Vera
1893 - 1970
Brittain

Quand Vera Brittain entre à Oxford, la guerre vient d'éclater. Si au début, elle se concentre sur ses études, le départ de son ami Roland pour le front change la donne. A la fin de l'année universitaire, elle décide de participer à l'effort de guerre et devient aide-soignante dans un hôpital londonien. La mort de Roland, à Hébuterne en décembre 1915, est une épreuve qui lui semble insurmontable. Elle décide alors d'aller soigner les blessés du front oriental à Malte. L'année suivante, elle rejoint un hôpital à Etaples. En juin 1918, son frère Edward tombe sur le front italien. Profondément marquée par ces deux morts, elle reprend ses études après la guerre mais connaît une période de dépression. Le travail et l'ambition lui permettent toutefois de remonter la pente.

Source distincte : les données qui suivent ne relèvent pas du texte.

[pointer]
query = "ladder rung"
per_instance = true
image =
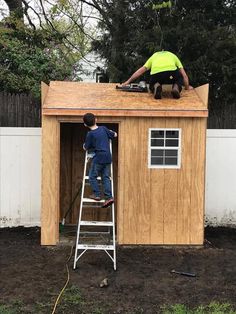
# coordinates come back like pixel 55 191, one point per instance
pixel 94 247
pixel 96 223
pixel 90 200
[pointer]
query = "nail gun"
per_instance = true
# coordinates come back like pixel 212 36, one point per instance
pixel 140 87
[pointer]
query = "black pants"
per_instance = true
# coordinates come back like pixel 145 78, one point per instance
pixel 166 77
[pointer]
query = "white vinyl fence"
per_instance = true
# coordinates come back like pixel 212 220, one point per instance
pixel 20 177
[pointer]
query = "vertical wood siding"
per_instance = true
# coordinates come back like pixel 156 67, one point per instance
pixel 162 206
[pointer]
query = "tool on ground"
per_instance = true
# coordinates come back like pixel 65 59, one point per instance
pixel 82 238
pixel 140 87
pixel 70 208
pixel 183 273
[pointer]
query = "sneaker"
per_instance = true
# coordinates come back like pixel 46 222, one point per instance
pixel 175 92
pixel 108 202
pixel 157 91
pixel 94 197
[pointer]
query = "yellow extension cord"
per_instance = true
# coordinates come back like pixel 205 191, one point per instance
pixel 67 281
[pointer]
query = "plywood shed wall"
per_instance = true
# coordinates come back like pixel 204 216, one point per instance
pixel 154 206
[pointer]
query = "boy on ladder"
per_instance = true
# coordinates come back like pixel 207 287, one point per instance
pixel 98 140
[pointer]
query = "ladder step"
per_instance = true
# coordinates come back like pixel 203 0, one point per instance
pixel 94 247
pixel 87 178
pixel 96 223
pixel 90 200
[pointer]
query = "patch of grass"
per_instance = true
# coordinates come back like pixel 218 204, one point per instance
pixel 14 307
pixel 212 308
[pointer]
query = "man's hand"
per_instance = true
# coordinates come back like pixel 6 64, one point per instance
pixel 125 83
pixel 189 87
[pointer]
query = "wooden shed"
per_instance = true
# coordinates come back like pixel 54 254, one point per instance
pixel 159 159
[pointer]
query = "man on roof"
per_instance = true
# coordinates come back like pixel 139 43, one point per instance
pixel 165 68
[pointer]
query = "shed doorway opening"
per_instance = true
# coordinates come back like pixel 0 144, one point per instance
pixel 72 156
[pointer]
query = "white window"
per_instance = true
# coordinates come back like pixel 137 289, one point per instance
pixel 164 148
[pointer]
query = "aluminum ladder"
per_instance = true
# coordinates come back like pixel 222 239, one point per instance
pixel 81 247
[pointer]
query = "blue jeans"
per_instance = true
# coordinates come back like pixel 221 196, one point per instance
pixel 103 170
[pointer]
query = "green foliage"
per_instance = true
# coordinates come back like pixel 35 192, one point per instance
pixel 29 56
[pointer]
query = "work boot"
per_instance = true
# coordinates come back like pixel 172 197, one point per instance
pixel 157 91
pixel 175 92
pixel 108 202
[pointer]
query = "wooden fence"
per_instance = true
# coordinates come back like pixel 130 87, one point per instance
pixel 19 110
pixel 22 110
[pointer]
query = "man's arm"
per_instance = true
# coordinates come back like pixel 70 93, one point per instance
pixel 135 75
pixel 185 78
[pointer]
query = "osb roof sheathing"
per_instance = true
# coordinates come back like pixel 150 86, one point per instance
pixel 103 99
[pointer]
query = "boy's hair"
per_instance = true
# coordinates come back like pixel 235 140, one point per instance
pixel 89 119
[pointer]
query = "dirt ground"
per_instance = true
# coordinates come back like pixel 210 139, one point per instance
pixel 32 276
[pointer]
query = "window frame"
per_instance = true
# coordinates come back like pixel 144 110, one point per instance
pixel 178 148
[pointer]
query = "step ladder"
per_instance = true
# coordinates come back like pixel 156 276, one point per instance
pixel 81 248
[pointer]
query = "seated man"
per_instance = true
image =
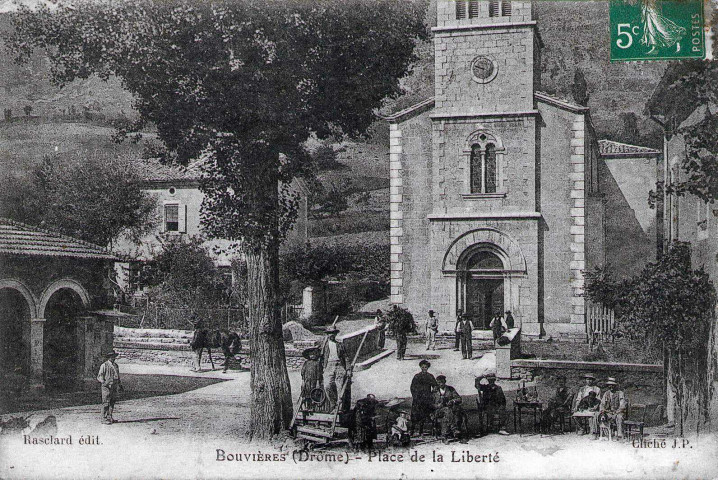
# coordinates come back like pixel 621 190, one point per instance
pixel 447 409
pixel 559 404
pixel 400 430
pixel 613 405
pixel 589 404
pixel 492 400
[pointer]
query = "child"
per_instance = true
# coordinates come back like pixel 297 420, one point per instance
pixel 109 378
pixel 400 430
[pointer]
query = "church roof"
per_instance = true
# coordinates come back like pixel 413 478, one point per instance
pixel 560 102
pixel 609 148
pixel 20 239
pixel 428 104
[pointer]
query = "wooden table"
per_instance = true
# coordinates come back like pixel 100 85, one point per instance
pixel 535 407
pixel 587 415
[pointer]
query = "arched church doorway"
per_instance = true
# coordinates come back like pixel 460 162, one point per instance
pixel 480 281
pixel 14 333
pixel 61 344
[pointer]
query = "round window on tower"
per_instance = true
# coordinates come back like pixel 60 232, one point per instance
pixel 484 69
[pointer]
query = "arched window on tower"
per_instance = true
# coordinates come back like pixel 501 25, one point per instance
pixel 460 9
pixel 483 169
pixel 505 9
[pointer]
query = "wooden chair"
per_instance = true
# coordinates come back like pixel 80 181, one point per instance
pixel 635 421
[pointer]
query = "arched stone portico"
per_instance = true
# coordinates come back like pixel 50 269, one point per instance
pixel 487 267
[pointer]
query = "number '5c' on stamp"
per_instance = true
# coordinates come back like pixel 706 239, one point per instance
pixel 656 30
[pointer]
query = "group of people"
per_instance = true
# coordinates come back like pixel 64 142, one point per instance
pixel 440 405
pixel 589 406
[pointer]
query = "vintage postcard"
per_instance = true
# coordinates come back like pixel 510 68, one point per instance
pixel 361 239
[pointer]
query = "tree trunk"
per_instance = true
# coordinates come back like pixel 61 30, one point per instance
pixel 271 406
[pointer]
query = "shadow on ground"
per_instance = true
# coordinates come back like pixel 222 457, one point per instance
pixel 136 386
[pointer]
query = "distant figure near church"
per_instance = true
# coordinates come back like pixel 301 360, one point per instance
pixel 499 182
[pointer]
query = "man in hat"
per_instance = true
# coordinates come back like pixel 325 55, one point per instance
pixel 422 394
pixel 109 378
pixel 334 366
pixel 613 404
pixel 447 409
pixel 432 327
pixel 381 325
pixel 589 386
pixel 312 374
pixel 493 400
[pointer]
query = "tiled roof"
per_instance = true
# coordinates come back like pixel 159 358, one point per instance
pixel 611 148
pixel 151 170
pixel 560 102
pixel 20 239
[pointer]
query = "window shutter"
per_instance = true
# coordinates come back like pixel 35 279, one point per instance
pixel 182 218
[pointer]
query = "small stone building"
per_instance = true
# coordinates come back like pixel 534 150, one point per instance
pixel 496 187
pixel 51 287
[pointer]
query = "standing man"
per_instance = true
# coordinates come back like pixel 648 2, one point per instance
pixel 109 378
pixel 380 323
pixel 334 366
pixel 432 327
pixel 613 404
pixel 457 329
pixel 466 337
pixel 588 387
pixel 422 396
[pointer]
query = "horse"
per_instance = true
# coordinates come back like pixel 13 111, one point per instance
pixel 204 338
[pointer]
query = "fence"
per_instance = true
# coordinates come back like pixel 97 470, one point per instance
pixel 600 322
pixel 160 315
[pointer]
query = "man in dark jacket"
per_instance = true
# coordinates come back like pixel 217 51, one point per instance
pixel 422 394
pixel 492 400
pixel 447 409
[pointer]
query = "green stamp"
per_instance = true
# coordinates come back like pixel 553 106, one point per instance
pixel 656 30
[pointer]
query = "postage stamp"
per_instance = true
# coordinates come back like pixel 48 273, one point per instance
pixel 656 30
pixel 358 239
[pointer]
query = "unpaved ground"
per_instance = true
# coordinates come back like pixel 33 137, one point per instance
pixel 186 435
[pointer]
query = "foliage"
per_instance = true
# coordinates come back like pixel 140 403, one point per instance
pixel 92 196
pixel 250 78
pixel 240 85
pixel 311 264
pixel 684 87
pixel 184 274
pixel 669 309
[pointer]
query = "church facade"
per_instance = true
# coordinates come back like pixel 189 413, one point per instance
pixel 495 196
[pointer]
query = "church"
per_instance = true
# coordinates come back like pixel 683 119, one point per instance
pixel 501 195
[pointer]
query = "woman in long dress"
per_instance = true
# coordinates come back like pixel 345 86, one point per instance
pixel 658 31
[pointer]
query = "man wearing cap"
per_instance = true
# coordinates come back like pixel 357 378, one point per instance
pixel 109 378
pixel 613 404
pixel 381 326
pixel 493 400
pixel 447 408
pixel 589 386
pixel 422 394
pixel 583 393
pixel 432 326
pixel 334 366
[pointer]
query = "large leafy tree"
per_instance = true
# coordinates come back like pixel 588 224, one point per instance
pixel 243 85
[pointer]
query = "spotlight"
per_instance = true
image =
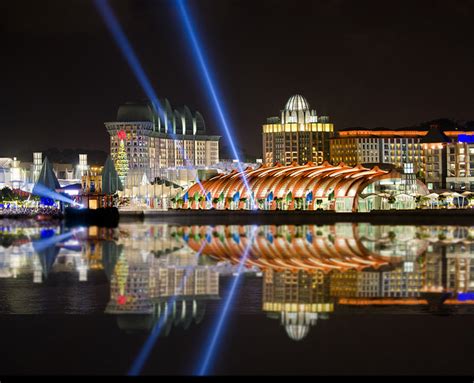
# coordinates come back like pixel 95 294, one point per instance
pixel 215 98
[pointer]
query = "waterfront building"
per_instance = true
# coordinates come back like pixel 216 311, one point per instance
pixel 16 174
pixel 307 187
pixel 153 143
pixel 378 146
pixel 297 135
pixel 438 155
pixel 460 163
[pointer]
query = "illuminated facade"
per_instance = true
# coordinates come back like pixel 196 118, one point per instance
pixel 307 187
pixel 154 143
pixel 299 135
pixel 440 157
pixel 460 164
pixel 383 146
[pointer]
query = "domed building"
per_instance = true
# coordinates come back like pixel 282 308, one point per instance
pixel 155 141
pixel 298 135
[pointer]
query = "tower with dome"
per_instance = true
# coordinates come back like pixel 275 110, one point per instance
pixel 297 135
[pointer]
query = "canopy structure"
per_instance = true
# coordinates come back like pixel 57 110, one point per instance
pixel 311 253
pixel 294 182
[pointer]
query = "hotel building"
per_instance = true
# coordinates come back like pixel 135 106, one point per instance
pixel 298 135
pixel 439 156
pixel 154 143
pixel 378 146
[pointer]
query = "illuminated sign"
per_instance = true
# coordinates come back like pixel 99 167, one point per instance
pixel 122 135
pixel 465 296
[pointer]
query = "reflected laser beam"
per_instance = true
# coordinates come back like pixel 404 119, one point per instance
pixel 215 336
pixel 42 191
pixel 209 82
pixel 145 351
pixel 43 244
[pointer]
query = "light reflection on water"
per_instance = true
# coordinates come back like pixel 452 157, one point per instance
pixel 307 272
pixel 295 277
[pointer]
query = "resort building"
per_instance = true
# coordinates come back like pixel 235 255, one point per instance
pixel 438 156
pixel 378 146
pixel 297 135
pixel 307 187
pixel 149 142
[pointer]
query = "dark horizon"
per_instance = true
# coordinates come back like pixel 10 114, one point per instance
pixel 363 64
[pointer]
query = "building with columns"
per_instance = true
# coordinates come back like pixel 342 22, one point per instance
pixel 298 135
pixel 155 143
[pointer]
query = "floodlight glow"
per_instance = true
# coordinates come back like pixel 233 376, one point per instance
pixel 207 79
pixel 142 357
pixel 213 341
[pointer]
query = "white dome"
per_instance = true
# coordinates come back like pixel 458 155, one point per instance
pixel 297 102
pixel 297 331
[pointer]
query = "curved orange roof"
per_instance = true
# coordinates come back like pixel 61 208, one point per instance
pixel 321 180
pixel 293 253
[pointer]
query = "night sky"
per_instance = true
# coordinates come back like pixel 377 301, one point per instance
pixel 363 63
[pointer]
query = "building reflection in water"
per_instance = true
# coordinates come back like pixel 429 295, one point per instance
pixel 308 272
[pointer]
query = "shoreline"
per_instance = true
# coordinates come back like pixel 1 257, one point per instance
pixel 463 217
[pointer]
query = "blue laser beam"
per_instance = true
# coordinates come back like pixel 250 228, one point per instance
pixel 42 191
pixel 215 336
pixel 128 53
pixel 145 351
pixel 209 82
pixel 130 56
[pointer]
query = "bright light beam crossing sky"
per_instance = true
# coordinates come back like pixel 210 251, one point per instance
pixel 209 82
pixel 130 56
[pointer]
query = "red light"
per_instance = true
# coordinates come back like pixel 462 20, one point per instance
pixel 122 135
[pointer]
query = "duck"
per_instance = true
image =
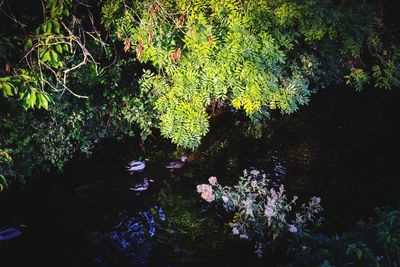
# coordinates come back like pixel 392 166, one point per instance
pixel 135 166
pixel 141 186
pixel 176 164
pixel 9 233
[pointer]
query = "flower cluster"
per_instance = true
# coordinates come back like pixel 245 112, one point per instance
pixel 262 211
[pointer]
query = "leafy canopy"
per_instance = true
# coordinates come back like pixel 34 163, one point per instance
pixel 250 55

Féministe, proche du parti travailliste, militante pour la Société des Nations, Vera se lance dans une carrière de journaliste et d'auteure. C'est à la fin des années 20 qu'elle entame l'écriture de Testament de jeunesse, qui sera un grand succès en librairie dès sa sortie. Devenue une auteure reconnue, elle donne régulièrement des conférences aux Etats-Unis et entame un combat pacifiste, qu'elle poursuivra pendant la Seconde Guerre mondiale. Ses positions radicales lui valent d'être mise à l'index. Malgré la publication de nombreux romans et essais, elle ne renouera jamais avec le succès que lui a valu Testament de jeunesse.
Dans son œuvre, elle ne cesse de revenir sur le traumatisme créé par la Grande Guerre. Devenue le porte-parole féminin de la génération perdue, elle s'est attelée à dénoncer l'attitude irresponsable des grandes nations face à la montée de nouveaux périls. A l'instar des historiens actuels, elle ébauche à sa façon l'idée d'une seule grande guerre allant de 1914 à 1945.